In botany, the radicle is the first part of a seedling to emerge from the seed, during the process of germination. Germination understood as a biomechanical process describes the radicle with the hypocotyl combined as the embryonic axis in the seed. The radicle emerges from a seed through the micropyle.

The emergence of the radicle is either the end or terminal part (2nd of 2 phases (or) 3rd of 3 phases ) or the 5th of 9 stages (Note: within the BBCH-scale) of germinating.

The radicle is the embryonic root of the plant, and grows downward in the soil (positive geotropism). The radicle absorbs water and nutrients from the soil

Radicles are classified into two main types. Those pointing away from the seed coat scar or hilum are classified as antitropous, and those pointing towards the hilum are syntropous.

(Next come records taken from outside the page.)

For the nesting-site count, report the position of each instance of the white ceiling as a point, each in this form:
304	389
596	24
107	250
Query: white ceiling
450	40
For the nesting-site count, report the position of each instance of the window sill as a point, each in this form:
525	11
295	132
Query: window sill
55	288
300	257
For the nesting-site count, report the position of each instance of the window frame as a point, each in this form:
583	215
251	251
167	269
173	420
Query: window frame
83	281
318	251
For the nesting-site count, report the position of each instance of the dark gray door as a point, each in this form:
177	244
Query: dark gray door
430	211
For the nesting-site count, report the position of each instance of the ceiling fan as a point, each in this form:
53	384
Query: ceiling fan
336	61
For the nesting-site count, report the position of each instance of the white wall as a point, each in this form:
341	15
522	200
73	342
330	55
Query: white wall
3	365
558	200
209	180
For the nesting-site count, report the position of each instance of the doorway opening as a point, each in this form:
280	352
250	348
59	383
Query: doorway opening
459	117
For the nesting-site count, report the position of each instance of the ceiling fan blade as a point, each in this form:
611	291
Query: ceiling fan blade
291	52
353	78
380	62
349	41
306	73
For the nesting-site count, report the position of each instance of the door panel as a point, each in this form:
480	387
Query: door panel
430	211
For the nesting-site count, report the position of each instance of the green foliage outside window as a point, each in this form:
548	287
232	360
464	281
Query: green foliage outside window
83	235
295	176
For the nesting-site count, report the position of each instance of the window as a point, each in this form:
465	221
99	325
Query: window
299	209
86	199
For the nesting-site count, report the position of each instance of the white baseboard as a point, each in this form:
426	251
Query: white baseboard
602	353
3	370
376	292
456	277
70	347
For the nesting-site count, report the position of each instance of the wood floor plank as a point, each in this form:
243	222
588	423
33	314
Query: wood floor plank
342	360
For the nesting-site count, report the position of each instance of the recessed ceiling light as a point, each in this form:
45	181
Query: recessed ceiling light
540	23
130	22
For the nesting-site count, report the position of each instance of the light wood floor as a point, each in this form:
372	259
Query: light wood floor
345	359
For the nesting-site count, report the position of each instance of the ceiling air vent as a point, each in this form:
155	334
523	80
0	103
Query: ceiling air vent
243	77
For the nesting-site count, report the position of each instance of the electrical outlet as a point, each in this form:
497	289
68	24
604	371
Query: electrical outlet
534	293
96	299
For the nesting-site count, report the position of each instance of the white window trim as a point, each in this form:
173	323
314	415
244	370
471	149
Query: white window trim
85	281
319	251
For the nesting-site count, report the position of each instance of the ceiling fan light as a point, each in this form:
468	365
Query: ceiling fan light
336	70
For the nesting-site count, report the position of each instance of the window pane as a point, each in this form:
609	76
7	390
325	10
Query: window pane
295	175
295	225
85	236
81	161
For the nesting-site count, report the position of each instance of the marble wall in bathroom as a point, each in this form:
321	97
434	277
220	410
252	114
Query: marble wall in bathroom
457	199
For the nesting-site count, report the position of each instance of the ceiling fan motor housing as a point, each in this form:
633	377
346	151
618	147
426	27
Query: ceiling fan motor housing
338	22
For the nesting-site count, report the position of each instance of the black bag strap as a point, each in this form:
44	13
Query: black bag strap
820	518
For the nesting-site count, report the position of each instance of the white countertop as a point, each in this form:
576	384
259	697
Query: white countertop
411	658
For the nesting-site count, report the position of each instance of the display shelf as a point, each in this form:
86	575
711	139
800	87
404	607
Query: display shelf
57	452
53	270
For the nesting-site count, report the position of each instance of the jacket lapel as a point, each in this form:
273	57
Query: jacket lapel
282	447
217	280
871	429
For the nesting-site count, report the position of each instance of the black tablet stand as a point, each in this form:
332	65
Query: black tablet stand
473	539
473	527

If the radicle begins to decay, the seedling undergoes pre-emergence damping off. This disease appears on the radicle as darkened spots. Eventually, it causes death of the seedling.

In 1880, Charles Darwin published a book about plants he had studied, The Power of Movement in Plants, where he mentions the radicle.

It is hardly an exaggeration to say that the tip of the radicle thus endowed [..] acts like the brain of one of the lower animals; the brain being situated within the anterior end of the body, receiving impressions from the sense-organs, and directing the several movements.